Yukarıda piyanist-şantör kılığına bürünmüş haliyle Gianlugi Lentini bu atlasın yeni sayfası. Kendisi 80'li yılların sonundaki "Torino'dan adam çıkmaz" öbeğini yanlış olduğunu göstere göstere kanıtladığında aynı zamanda tipik İtalyan santrafor kalıbının da çok ötesinde olduğunu gösteriyordu. Fiziği ile tekniği sayesinde sahada çok iyi oyun okuyan Lentini'nin sadece bu akılcı sayede attığı gollerin yanında kafası ile attığı gollerle çok ender görülen forvet olduğu aşikardı. Gayet tabi bunun sebeplerinden biriside futbola orta saha mevkisinde başlamış olmasıydı.
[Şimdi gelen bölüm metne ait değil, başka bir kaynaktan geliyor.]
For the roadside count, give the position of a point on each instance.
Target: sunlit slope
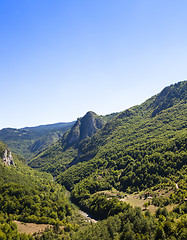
(141, 147)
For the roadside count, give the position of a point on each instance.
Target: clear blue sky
(60, 59)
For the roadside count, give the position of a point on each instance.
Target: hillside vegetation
(106, 162)
(29, 141)
(57, 158)
(143, 147)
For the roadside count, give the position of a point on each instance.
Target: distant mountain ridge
(57, 157)
(136, 141)
(30, 140)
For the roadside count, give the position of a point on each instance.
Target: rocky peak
(8, 159)
(84, 127)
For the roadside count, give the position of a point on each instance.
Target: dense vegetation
(31, 140)
(143, 147)
(142, 150)
(56, 158)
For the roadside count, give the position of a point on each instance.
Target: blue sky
(60, 59)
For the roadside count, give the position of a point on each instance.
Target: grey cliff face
(8, 159)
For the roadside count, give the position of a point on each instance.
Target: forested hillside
(107, 163)
(29, 196)
(142, 148)
(57, 158)
(31, 140)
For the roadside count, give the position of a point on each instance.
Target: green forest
(128, 171)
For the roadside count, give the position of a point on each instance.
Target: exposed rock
(8, 159)
(84, 127)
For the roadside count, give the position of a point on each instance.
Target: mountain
(30, 140)
(28, 196)
(144, 147)
(57, 157)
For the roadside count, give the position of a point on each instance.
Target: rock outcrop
(8, 159)
(84, 127)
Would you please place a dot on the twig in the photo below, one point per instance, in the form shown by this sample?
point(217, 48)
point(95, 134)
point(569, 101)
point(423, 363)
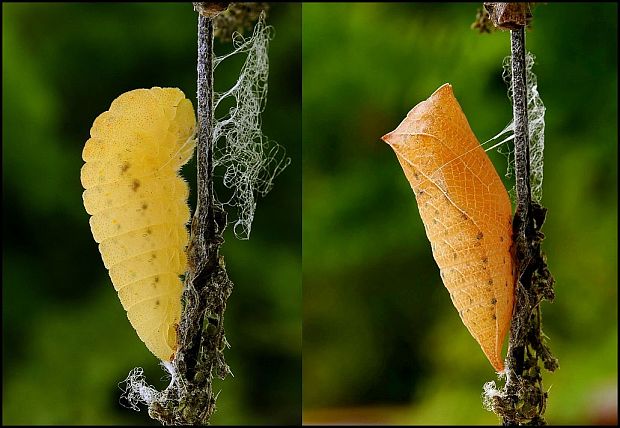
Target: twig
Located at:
point(523, 399)
point(189, 400)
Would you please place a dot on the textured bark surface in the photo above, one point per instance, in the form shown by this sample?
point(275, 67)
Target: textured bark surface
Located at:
point(466, 213)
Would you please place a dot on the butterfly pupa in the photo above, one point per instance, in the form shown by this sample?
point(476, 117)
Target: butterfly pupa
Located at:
point(466, 213)
point(138, 206)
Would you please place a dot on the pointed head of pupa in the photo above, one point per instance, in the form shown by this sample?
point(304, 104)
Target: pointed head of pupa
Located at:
point(419, 117)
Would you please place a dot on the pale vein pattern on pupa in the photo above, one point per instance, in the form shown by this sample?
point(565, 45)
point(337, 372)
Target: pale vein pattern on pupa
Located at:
point(466, 213)
point(138, 206)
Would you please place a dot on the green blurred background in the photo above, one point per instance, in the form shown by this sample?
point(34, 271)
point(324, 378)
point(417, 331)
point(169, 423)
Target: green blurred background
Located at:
point(66, 340)
point(382, 341)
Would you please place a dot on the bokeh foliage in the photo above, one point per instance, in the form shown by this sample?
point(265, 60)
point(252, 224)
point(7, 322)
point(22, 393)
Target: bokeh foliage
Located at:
point(66, 340)
point(379, 327)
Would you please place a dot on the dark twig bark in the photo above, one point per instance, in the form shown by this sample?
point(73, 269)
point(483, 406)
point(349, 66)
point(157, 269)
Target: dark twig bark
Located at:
point(523, 399)
point(189, 400)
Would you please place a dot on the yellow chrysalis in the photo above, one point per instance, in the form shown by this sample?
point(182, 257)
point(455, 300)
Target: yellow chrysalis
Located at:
point(138, 206)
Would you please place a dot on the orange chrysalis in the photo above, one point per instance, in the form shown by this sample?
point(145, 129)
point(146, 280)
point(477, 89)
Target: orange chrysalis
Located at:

Yazın başında Milan onu transfer etmek için girişimlere bulunduğunda bir oyuncu ve sadece 2.5 milyon teklif eder(Kaynaklarda paranın birimi belli değil ancak euro paritesine göre yeniden değerlendirilmesi kuvvetle muhtemel). Fabio Capello "Sadece onu transfer edersek büyük bir açığımız kapanır" demesi Berlusconiyi ayaklandırır ve resmen transfer görüşmeleri başlar. Ancak ne var ki iki kulübünde ezeli rakibi olan Juventus'un devreye girmesinden sonra olaylar bu seneki Mehmet Topuz transferi'nin tıpatıp benzeri bir bir şekilde cereyean eder. Ve bunu şans olarak gören Torino ekibi fiyatı arttırdıkça arttırır.
Bir şekilde bonservisini tam 13.8 milyona Torino'dan alan Milano ekibi aynı zamanda hem kulüp hem dünya transfer/bonservis rekorunu kırar. Nitekim Lentini Milano ile çıktığı ilk maçlarda biraz tutuk gözükse de ligin ortasına doğru Bari ile oynanan maçta tam 3 gol atar. Ama bu gol onun kariyerinin başlangıcı değil bitişi anlamına gelir. Çünkü Lentini bir gece yarısı trafik kazası geçirir ve komaya girer.
Üç gün komada kalan Gianlugi Lentini'nin futbola dönmesi ise tam 10-11 ayı bulur. Futbola dönmesi lafı pek mecazi duruyor aslında. Çünkü Lentini, Milano kulübünde beş yıl bulunmasına rağmen sakatlığının sürekli nüksetmesinden dolayı istenmeyen adam olmuş, Milano'dan ayrılarak geçtiğimiz yıllara kadar asansör takımların müzmin sakat oyuncusu ünvanından kurtulamamıştır.